Tam bu sırada Aslan'la Sivas'ın yolları kesişiyor . Anadolu’nun birçok bölgesinde karşımıza çıkan hayvanları(horoz, deve vb.) dövüştürme ayini burada Kangal cinsi köpekler üzerinden yapılıyor. Bir dövüşte kaybeden ve öldü düşüncesiyle olduğu yerde bırakılan Sivas'ı çocuksu merhameti ile Aslan bırakmıyor. Sivas da bir şekilde hayata tutununca Aslan'la arasında bir dostluk kuruluyor. Başta merhamet temelli başlayan bu ilişki zamanla değişiyor. “Cüce” seçildikten sonra okula gitmeyi bırakan ve öncesinde de Ayşe’nin dikkatini pek çekemeyen Aslan, Sivas sayesinde Ayşe ile iletişme geçiyor hatta rakibi Osman’a meydan okuyabiliyor. Sivas, Aslan için bir dosttan zamanla erkek egemen dünyada güç elde etmek için kullanılan bir nesneye dönüşüyor. Bu gücü kaybetmenin bozkırın erkek egemen ikliminde her şeyi kaybetmek olduğunu kısa zamanda kavrayan Aslan istemese de Sivas’ı kendi elleriyle dövüşe sokuyor.
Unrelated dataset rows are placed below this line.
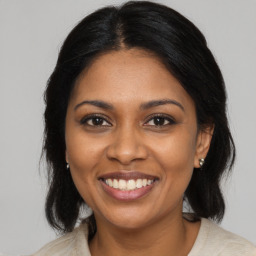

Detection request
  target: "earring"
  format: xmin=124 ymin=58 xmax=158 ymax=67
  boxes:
xmin=199 ymin=158 xmax=204 ymax=168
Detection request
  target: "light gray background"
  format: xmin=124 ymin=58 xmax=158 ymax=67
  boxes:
xmin=0 ymin=0 xmax=256 ymax=255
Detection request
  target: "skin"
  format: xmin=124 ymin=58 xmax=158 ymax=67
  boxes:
xmin=65 ymin=49 xmax=212 ymax=256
Film, bir çocuk ve köpeğin ilişkisinden hareketle erkek egemen toplumun bir fotoğrafını çekiyor. Bu yapı, yaşamı şiddet tehdidi ile kendine benzetiyor. Onun istediğini yapmayan ya da onun gibi olmayana yaşam hakkı tanımıyor. Aslan, Sivas’ı tekrar soktuğu bu dövüş çemberinin bir çıkışı olmadığının farkına vardığında ise fonda Neşet Usta’nın hüzünlü sesi duyuluyor
“Hata benim, günah benim, suç benim”
Eksiksiz bir Hikaye
Varoluşunu birbiri üzerine kurduğu tahakküm ile inşa eden her şey bir gün o şiddete maruz kalmaya adaydır. “Erkek olmak” uğruna “insan olmak”tan vazgeçen ya da vazgeçirilen çocukların özellikle taşrada tutunacak tek dalı eğitimciler, öğretmenler. Bu gerçeği aklımızın köşesinde tutarak hareket edersek Aslan ve Sivas’ın hikayesini değiştirebiliriz.
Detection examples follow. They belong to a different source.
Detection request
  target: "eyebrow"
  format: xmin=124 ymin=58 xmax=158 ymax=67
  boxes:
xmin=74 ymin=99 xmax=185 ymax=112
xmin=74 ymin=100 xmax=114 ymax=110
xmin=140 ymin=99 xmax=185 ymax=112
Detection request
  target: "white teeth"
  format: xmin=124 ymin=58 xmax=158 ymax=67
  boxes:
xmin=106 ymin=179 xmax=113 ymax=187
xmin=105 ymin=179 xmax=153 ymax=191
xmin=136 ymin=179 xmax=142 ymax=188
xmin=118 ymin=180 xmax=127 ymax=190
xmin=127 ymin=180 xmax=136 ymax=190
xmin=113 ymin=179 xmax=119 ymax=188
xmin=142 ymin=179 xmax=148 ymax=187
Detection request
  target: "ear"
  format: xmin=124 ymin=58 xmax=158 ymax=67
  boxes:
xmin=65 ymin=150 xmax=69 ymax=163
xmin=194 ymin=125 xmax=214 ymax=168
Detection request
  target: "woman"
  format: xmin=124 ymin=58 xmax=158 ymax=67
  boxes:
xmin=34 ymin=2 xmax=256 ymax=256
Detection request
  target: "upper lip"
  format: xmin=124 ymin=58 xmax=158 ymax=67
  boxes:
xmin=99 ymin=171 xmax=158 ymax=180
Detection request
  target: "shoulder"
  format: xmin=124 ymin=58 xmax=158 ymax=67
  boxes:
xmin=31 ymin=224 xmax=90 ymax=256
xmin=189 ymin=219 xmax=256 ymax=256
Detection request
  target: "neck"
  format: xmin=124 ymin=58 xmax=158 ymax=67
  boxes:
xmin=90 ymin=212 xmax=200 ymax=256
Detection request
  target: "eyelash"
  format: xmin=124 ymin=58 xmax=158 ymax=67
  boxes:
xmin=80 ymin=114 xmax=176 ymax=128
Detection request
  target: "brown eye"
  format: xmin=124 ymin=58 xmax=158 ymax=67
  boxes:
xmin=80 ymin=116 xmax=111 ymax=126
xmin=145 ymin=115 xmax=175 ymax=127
Nuri Bilge Ceylan "Kış Uykusu" ile beyaz perde için dört başı mamur bir roman yazdıysa Kaan Müjdeci de aynı perde için eksiksiz bir hikaye yazmış. Başroldeki Doğan İzci için de bir şeyler söylemeden bu bahsi kapatmak olmaz. Yetenek denilen bir şey var ve Doğan İzci bunun son dönemde gördüğüm en iyi örneği.
Sezer DEMİR
Öğretmenin kulaklığının kablosunun ceketin yanından görünür olması aklının öğrencilerinde olmadığına dair ne güzel bir vurgu...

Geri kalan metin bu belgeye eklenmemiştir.